En los últimos decenios el intento de situar la competencia económica y el individualismo como «estado natural» ha sido llevado al paroxismo y ahora los resultados son más evidentes que nunca. Como hizo notar y de forma elocuente el novelista J. M. Cotzee, «la afirmación de que nuestro mundo se debe dividir en entidades económicas competitivas es exagerada. Las economías competitivas aparecieron porque decidimos crearlas. La competencia es un sustituto sublimado de la guerra».
Zygmunt Bauman también alertó sobre las premisas «incuestionables» en relación a la economía, ya que acostumbran a ser proposiciones puramente ideológicas o justificativas. Así, formarían parte de esta categoría de verdades incuestionables, el crecimiento económico como única dinámica posible, la expansión geométrica del consumo como una carrera interminable detrás de la felicidad, el carácter «natural» de la desigualdad entre los hombres y la competitividad como vía para acceder a lo que cada uno se «merece». Como es sabido, Keynes consideraba la avaricia y la fijación excesiva en los temas económicos como algo detestable ya que, una vez resueltos los problemas prácticos, pensaba que la economía era una actividad poco interesante y que los hombres tenían que dedicar su tiempo y sus esfuerzos a los temas vitales que realmente valen la pena. En todo caso, en la cultura thatcheriana dominante desde los años ochenta hasta hoy, se ha impuesto lo que Daniel Dorling llamó los «principios de injusticia», según los cuales el elitismo es eficiente, en la medida que la expansión de las capacidades que sólo tienen unos pocos termina beneficiando a unos muchos; que la codicia no es un defecto sino un valor en tanto termina favoreciendo al conjunto, aunque sea a costa de la exclusión de unos cuantos, lo que es inevitable y realiza una función social positiva; finalmente estos principios injustos establecidos considerarían que el dolor que genera la pobreza la desigualdad y la exclusión resulta inevitable. El castigo como reverso del premio, la lógica del estímulo capitalista, la condena a la libertad. No hay nada más ideológico que reducir la injusticia a un hecho de normalidad. De hecho, durante muchos siglos la creencia en la desigualdad natural de los individuos por su talento y sus habilidades funcionó como el gran justificador de las desigualdades sociales, junto con el componente de resignación que le aportaba la cultura católica.
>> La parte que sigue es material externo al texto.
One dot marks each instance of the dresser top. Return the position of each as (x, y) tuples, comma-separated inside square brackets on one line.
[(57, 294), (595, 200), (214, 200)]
La desigualdad económica y social se presenta, por parte de la ideología imperante, como un hecho inherente a la naturaleza humana y su carácter intrínsecamente competitivo. La Ilustración y el liberalismo nos trajeron la noción de ciudadanía, de igualdad de oportunidades y de igualdad ante la ley, que establecía las bases para el funcionamiento ordenado de la sociedad, el mantenimiento de estímulos al esfuerzo y al trabajo, así como el sostenimiento de cada uno como responsabilidad individual ineludible. Ciertamente, la igualdad formal, jurídica, distaba mucho de ser una igualdad real. El carácter acumulativo de la riqueza, las diferentes posibilidades de acceso a la salud o la educación condicionaban notablemente la posición de partida, hasta el punto de que algunos notorios liberales de signo radical como John Stuart Mill, hicieron notar que teniendo en cuenta el mantenimiento del sistema de herencias, la igualdad de oportunidades pasaba por que el Estado se hiciera cargo de garantizar salud y educación a todos los ciudadanos, en una especie de noción de estado asistencial avant la lettre. Sin embargo, en los últimos siglos ha habido una cierta preocupación por parte de muchos economistas, políticos y teóricos sociales, para establecer ciertos límites a la desigualdad y la pobreza, para que ésta no fuera ofensiva y dinamitara el orden social burgués, así como garantizara el mantenimiento de una demanda agregada suficiente. Algunas formas incipientes de Estado social, como el de la Alemania de Bismarck, o bien una cierta noción cristiana de la compasión y de la caridad, tenían este indicio de una moralidad que no toleraba el exceso. Pero incluso eso se perdió. El capitalismo desinhibido, posmoderno y tecnológico, de las últimas décadas, sin embargo, ha hecho una apuesta de máximos donde más que personas en situaciones diversas lo que hay son ganadores y perdedores.